Please, take a look. If you don't need gestures -- just skip that part, read about touch events only.
This issue ended up being much simpler than I had thought, and after some tweaking I realized that this was an issue of image width compensation.
This line in the above code is where the error stems from:
c.drawBitmap(g.getResource(), g.getCenterX(), g.getCenterY(), null);
As you can tell, I manipulated the coordinates from within the Graphic class to produce the center of the bitmap, and then called canvas.drawBitmap() assuming that it would draw from the center outward.

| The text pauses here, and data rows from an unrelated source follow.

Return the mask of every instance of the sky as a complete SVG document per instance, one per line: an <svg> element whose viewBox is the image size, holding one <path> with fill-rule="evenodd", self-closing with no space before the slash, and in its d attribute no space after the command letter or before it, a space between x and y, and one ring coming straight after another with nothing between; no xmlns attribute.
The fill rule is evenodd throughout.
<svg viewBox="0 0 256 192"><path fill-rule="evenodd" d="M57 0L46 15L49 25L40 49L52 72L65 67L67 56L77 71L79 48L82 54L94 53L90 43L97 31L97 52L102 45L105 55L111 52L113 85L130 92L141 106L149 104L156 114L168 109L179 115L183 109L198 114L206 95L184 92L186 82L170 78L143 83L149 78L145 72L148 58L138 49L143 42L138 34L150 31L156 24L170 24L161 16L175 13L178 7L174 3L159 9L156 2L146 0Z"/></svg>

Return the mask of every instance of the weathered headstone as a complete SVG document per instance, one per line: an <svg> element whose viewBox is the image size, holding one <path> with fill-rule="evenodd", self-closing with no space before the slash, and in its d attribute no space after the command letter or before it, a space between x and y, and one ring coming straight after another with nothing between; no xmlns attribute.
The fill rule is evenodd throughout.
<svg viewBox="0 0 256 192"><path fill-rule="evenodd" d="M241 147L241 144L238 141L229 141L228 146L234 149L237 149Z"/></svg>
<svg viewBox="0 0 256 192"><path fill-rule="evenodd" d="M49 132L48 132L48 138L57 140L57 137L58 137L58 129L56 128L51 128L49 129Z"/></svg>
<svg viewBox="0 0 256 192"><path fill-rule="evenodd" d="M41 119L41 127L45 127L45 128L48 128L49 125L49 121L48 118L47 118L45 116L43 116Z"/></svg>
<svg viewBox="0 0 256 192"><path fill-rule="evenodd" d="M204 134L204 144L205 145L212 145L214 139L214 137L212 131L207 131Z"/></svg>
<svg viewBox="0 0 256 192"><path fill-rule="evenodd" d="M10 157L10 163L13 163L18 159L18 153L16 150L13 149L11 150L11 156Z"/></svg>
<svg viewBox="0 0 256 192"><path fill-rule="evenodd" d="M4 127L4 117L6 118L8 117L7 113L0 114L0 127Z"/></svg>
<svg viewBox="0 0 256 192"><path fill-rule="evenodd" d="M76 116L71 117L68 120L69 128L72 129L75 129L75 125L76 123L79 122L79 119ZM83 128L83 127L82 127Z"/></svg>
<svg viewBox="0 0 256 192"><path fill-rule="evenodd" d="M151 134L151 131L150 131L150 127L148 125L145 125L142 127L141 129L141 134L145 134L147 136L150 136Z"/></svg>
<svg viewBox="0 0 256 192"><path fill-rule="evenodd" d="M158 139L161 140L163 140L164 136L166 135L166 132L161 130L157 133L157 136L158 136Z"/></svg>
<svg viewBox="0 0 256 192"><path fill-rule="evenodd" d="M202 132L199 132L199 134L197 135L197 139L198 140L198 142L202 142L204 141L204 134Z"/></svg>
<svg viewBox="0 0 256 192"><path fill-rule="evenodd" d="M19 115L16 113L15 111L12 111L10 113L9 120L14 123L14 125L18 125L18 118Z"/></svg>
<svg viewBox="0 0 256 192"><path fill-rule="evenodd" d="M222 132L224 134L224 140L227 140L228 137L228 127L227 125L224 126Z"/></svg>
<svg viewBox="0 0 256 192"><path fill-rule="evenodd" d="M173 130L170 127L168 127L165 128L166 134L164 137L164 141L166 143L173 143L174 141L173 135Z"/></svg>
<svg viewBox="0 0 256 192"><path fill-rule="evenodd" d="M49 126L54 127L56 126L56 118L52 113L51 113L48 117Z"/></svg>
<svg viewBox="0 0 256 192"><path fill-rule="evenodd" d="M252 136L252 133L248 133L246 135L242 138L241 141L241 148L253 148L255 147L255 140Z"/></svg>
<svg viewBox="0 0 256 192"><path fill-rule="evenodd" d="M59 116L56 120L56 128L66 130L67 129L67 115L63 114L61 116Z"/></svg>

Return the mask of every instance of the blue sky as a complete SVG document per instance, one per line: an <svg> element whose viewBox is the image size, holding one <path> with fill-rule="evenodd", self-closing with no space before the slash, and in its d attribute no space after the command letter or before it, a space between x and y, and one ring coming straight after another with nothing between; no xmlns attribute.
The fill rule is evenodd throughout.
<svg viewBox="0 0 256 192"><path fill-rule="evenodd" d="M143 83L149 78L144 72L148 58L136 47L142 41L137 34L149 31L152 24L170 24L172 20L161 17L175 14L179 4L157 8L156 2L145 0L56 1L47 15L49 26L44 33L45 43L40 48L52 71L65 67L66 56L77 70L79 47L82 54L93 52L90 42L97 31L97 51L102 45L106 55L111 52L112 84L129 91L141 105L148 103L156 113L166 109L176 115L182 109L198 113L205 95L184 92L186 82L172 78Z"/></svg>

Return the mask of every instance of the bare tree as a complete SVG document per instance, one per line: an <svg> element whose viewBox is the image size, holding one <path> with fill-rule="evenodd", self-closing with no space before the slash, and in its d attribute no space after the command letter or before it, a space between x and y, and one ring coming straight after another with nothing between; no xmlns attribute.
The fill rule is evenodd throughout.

Obviously, this would not work because the canvas always drops from the top left of an image downwards and to the right, so the solution was simple.
The Solution
Create the touch region with regards to the touch location, but draw it relative to a distance equal to the image width subtracted from the center location in the x and y directions. I basically changed the architecture of the Graphic class to implement a getDrawX() and getDrawY() method that would return the modified x and y coordinates of where it should be drawn in order to have the center_x and center_y values (determined in the constructor) actually appear to be at the center of the region.
It all comes down to the fact that in an attempt to compensate for the way the canvas draws bitmaps, I unfortunately incorporated some bad behaviors and in the end had to handle the offset in a completely different way.